Fused OperationWhat It ReplacesRound Trips Saved
goto --observenavigate + wait + observe2
act --observeact + wait + observe2
act (multi)N individual act callsN-1
extract --fieldsobserve + parse + filter2

The goto --observe fusion is the most impactful. Every agent workflow starts with "go to URL and tell me what's on the page." In a traditional setup, that is three operations: navigate, wait for load, observe DOM. With BAP, it is one command that returns structured page state in the same response as the navigation confirmation.

Real numbers: login flow comparison

I benchmarked a standard login-and-navigate flow across four approaches. The task: navigate to a login page, enter credentials, submit, wait for dashboard, and extract a specific data point. Five logical steps.

ApproachRound TripsWall TimeProtocol Overhead
Selenium (sequential)102.1s~850ms
Playwright (sequential)81.4s~520ms
Computer Use (screenshot loop)5 inference cycles8-15s~6-12s (inference)
BAP (composite + fused)20.4s~80ms

BAP's two round trips: (1) goto --observe the login page, (2) composite act --observe with fill + fill + click. The agent receives the dashboard state in the response to the second command and can extract what it needs without a third trip.

The ~80% reduction in round trips versus Playwright translates to roughly 75% reduction in wall time for this flow. The ratio holds across workflows I have tested: form submissions, multi-page navigation, data extraction from paginated tables.


Where this matters most

Round-trip reduction matters in three scenarios:

Race conditions. When booking a scarce resource (like the pickleball slots I wrote about), total execution time determines whether you get the slot or land on a waitlist. Cutting 1.4 seconds to 0.4 seconds is the difference between success and failure when 50 people hit the same page at noon.

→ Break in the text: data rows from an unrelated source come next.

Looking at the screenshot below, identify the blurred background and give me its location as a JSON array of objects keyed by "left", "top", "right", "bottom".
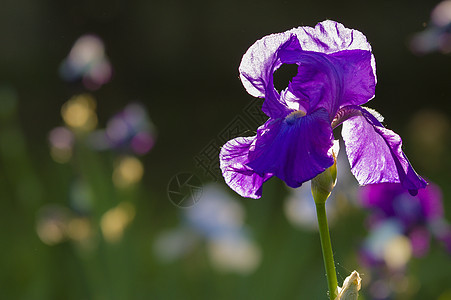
[{"left": 0, "top": 0, "right": 451, "bottom": 300}]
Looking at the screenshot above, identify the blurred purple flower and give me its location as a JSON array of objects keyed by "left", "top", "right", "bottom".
[
  {"left": 59, "top": 34, "right": 112, "bottom": 90},
  {"left": 220, "top": 20, "right": 426, "bottom": 198},
  {"left": 361, "top": 183, "right": 451, "bottom": 259}
]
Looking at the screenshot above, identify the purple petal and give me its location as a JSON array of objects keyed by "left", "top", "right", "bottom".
[
  {"left": 330, "top": 50, "right": 376, "bottom": 107},
  {"left": 247, "top": 109, "right": 334, "bottom": 188},
  {"left": 279, "top": 49, "right": 376, "bottom": 116},
  {"left": 290, "top": 20, "right": 376, "bottom": 79},
  {"left": 239, "top": 32, "right": 296, "bottom": 118},
  {"left": 219, "top": 136, "right": 272, "bottom": 199},
  {"left": 338, "top": 106, "right": 427, "bottom": 194},
  {"left": 239, "top": 20, "right": 376, "bottom": 118}
]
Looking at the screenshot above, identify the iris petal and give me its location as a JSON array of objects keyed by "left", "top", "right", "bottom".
[
  {"left": 219, "top": 136, "right": 272, "bottom": 199},
  {"left": 279, "top": 49, "right": 376, "bottom": 118},
  {"left": 247, "top": 109, "right": 334, "bottom": 188},
  {"left": 342, "top": 106, "right": 427, "bottom": 194}
]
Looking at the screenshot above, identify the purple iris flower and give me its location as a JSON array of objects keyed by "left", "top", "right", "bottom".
[{"left": 220, "top": 20, "right": 426, "bottom": 198}]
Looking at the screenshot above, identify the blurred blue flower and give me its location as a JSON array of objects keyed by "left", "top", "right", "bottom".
[
  {"left": 154, "top": 184, "right": 261, "bottom": 274},
  {"left": 90, "top": 103, "right": 156, "bottom": 155}
]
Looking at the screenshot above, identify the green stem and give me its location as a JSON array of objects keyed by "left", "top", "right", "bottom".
[{"left": 316, "top": 203, "right": 338, "bottom": 300}]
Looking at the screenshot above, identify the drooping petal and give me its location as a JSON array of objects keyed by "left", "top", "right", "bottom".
[
  {"left": 247, "top": 109, "right": 334, "bottom": 188},
  {"left": 339, "top": 106, "right": 427, "bottom": 194},
  {"left": 219, "top": 136, "right": 272, "bottom": 199}
]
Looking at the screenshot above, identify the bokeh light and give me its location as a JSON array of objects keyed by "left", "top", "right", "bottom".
[
  {"left": 60, "top": 34, "right": 112, "bottom": 90},
  {"left": 61, "top": 94, "right": 97, "bottom": 131},
  {"left": 113, "top": 156, "right": 144, "bottom": 188}
]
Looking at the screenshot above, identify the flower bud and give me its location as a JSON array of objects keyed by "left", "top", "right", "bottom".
[{"left": 311, "top": 141, "right": 339, "bottom": 203}]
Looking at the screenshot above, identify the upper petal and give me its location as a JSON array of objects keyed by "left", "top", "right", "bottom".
[
  {"left": 290, "top": 20, "right": 376, "bottom": 82},
  {"left": 239, "top": 20, "right": 376, "bottom": 118},
  {"left": 219, "top": 136, "right": 272, "bottom": 199},
  {"left": 279, "top": 48, "right": 376, "bottom": 119},
  {"left": 247, "top": 109, "right": 334, "bottom": 188},
  {"left": 239, "top": 32, "right": 296, "bottom": 118},
  {"left": 342, "top": 106, "right": 427, "bottom": 194}
]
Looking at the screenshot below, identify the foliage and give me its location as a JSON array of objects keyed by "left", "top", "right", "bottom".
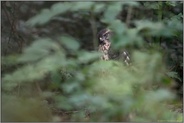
[{"left": 2, "top": 2, "right": 183, "bottom": 122}]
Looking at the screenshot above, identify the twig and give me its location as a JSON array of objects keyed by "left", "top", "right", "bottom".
[
  {"left": 90, "top": 12, "right": 98, "bottom": 50},
  {"left": 126, "top": 6, "right": 133, "bottom": 26}
]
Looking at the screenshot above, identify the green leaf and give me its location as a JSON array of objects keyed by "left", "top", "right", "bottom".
[
  {"left": 71, "top": 1, "right": 94, "bottom": 11},
  {"left": 60, "top": 36, "right": 80, "bottom": 51},
  {"left": 102, "top": 2, "right": 122, "bottom": 23},
  {"left": 78, "top": 52, "right": 101, "bottom": 63},
  {"left": 166, "top": 71, "right": 182, "bottom": 81},
  {"left": 18, "top": 38, "right": 60, "bottom": 62}
]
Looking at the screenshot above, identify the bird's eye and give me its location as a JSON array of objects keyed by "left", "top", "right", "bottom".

High-volume automation. If you are running an agent across 1,000 pages (scraping a catalog, filling forms in bulk, monitoring dashboards), the per-page overhead multiplies. Saving 1 second per page across 1,000 pages is 16 minutes. At scale, round-trip optimization is compute cost optimization.

Agent responsiveness. When a human is chatting with an agent and waiting for it to complete a browser task, perceived latency matters. An agent that finishes in under a second feels like a tool. One that takes 8 seconds feels like a broken experience. The Nielsen Norman Group's research on response times is clear: beyond 1 second, users lose the feeling of directly interacting with the data. Beyond 10 seconds, they lose focus entirely.

The principle

When optimizing browser automation, most people focus on making individual actions faster. Faster clicks, faster fills, faster screenshots. That is the wrong lever.

The right lever is reducing the number of times the agent and browser need to exchange messages. Every round trip is a scheduling boundary, a serialization cost, and a latency floor. Composite actions eliminate scheduling boundaries. Fused operations eliminate redundant exchanges. In the workflows I've tested, the result is not incremental improvement. It is a step-function reduction in total workflow time.

The fastest round trip is the one you do not make.